The race-track (Longchamps, as it is called), broad and beautiful
springy turf, is not different from some others, except that the
inclosed oblong space is not flat, but undulating just enough for
beauty, and so framed in by graceful woods, and looked on by chateaux
and upland forests, that I thought I had never seen a sweeter bit of
greensward.  St.
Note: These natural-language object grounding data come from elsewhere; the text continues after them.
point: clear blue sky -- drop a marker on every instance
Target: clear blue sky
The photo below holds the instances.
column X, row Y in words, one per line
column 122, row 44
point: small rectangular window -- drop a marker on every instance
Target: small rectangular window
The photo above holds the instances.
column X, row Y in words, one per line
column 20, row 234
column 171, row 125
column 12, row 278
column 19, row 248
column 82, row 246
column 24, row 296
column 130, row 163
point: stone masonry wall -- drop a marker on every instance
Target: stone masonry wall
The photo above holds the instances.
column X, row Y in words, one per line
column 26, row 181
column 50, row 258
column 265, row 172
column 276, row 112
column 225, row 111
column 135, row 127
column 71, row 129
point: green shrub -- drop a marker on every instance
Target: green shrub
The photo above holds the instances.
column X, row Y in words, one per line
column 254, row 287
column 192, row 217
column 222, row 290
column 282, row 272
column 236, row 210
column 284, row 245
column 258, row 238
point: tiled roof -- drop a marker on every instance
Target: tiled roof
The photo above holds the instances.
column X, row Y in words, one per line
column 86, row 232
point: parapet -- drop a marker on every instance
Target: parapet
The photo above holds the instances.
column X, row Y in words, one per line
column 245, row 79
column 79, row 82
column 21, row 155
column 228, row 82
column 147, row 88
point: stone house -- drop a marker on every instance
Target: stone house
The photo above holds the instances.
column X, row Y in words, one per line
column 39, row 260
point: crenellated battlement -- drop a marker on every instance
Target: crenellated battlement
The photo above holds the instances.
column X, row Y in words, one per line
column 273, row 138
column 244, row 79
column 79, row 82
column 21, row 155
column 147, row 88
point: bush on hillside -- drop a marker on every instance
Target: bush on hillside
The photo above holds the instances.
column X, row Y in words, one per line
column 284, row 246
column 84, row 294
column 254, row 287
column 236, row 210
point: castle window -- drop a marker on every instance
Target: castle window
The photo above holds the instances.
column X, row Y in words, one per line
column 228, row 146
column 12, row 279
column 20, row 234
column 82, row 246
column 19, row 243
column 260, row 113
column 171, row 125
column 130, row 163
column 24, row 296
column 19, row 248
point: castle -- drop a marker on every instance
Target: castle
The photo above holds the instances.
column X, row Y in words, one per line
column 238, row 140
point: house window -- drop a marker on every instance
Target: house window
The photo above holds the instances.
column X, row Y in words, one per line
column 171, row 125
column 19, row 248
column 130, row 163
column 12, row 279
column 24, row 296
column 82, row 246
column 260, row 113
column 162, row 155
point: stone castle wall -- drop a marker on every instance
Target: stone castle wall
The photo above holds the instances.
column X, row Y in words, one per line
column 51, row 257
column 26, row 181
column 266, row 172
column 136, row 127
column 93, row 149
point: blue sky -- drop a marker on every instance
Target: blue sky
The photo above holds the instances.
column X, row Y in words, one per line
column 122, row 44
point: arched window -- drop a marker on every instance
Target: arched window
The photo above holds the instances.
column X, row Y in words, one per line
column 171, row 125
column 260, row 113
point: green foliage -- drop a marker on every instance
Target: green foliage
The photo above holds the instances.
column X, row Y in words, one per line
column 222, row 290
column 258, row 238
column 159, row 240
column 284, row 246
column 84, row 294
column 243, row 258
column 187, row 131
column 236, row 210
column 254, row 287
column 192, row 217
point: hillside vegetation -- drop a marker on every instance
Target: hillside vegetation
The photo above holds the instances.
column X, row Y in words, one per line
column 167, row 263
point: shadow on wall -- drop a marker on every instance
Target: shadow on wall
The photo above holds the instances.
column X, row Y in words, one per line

Cloud overlooks it, and villas also regard it from
other heights.  The day I saw it, the horse-chestnuts were in bloom;
and there was, on the edges, a cloud of pink and white blossoms, that
gave a soft and charming appearance to the entire landscape.  The
crowd in the grounds, in front of the stands for judges, royalty, and
people who are privileged or will pay for places, was, I suppose,
much as usual,--an excited throng of young and jockey-looking men,
with a few women-gamblers in their midst, making up the pool; a pack
of carriages along the circuit of the track, with all sorts of
people, except the very good; and conspicuous the elegantly habited
daughters of sin and satin, with servants in livery, as if they had
been born to it; gentlemen and ladies strolling about, or reclining
on the sward, and a refreshment-stand in lively operation.

When the bell rang, we all cleared out from the track, and I happened
to get a position by the railing.  I was looking over to the
Pavilion, where I supposed the Emperor to be, when the man next to me
cried, "Voila!" and, looking up, two horses brushed right by my face,
of which I saw about two tails and one neck, and they were gone.
Pretty soon they came round again, and one was ahead, as is apt to be
the case; and somebody cried, "Bully for Therise!" or French to that
effect, and it was all over.  Then we rushed across to the Emperor's
Pavilion, except that I walked with all the dignitV consistent with
rapidity, and there, in the midst of his suite, sat the Man of
December, a stout, broad, and heavy-faced man as you know, but a man
who impresses one with a sense of force and purpose,--sat, as I say,
and looked at us through his narrow, half-shut eyes, till he was
satisfied that I had got his features through my glass, when he
deliberately arose and went in.

All Paris was out that day,--it is always out, by the way, when the
sun shines, and in whatever part of the city you happen to be; and it
seemed to me there was a special throng clear down to the gate of the
Tuileries, to see the Emperor and the rest of us come home.  He went
round by the Rue Rivoli, but I walked through the gardens.  The
soldiers from Africa sat by the gilded portals, as usual,--aliens,
and yet always with the port of conquerors here in Paris.  Their
nonchalant indifference and soldierly bearing always remind me of the
sort of force the Emperor has at hand to secure his throne.  I think
the blouses must look askance at these satraps of the desert.  The
single jet fountain in the basin was springing its highest,--a
quivering pillar of water to match the stone shaft of Egypt which
stands close by.  The sun illuminated it, and threw a rainbow from it
a hundred feet long, upon the white and green dome of chestnut-trees
near.  When I was farther down the avenue, I had the dancing column
of water, the obelisk, and the Arch of Triumph all in line, and the
rosy sunset beyond.




AN IMPERIAL REVIEW

The Prince and Princess of Wales came up to Paris in the beginning of
May, from Italy, Egypt, and alongshore, stayed at a hotel on the
Place Vendome, where they can get beef that is not horse, and is
rare, and beer brewed in the royal dominions, and have been
entertained with cordiality by the Emperor.  Among the spectacles
which he has shown them is one calculated to give them an idea of his
peaceful intentions,-a grand review of cavalry and artillery at the
Bois de Boulogne.  It always seems to me a curious comment upon the
state of our modern civilization,

when one prince visits another here in Europe, the first thing that
the visited does, by way of hospitality is to get out his troops, and
show his rival how easily he could "lick" him, if it came to that.
It is a little puerile.  At any rate, it is an advance upon the old
fashion of getting up a joust at arms, and inviting the guest to come
out and have his head cracked in a friendly way.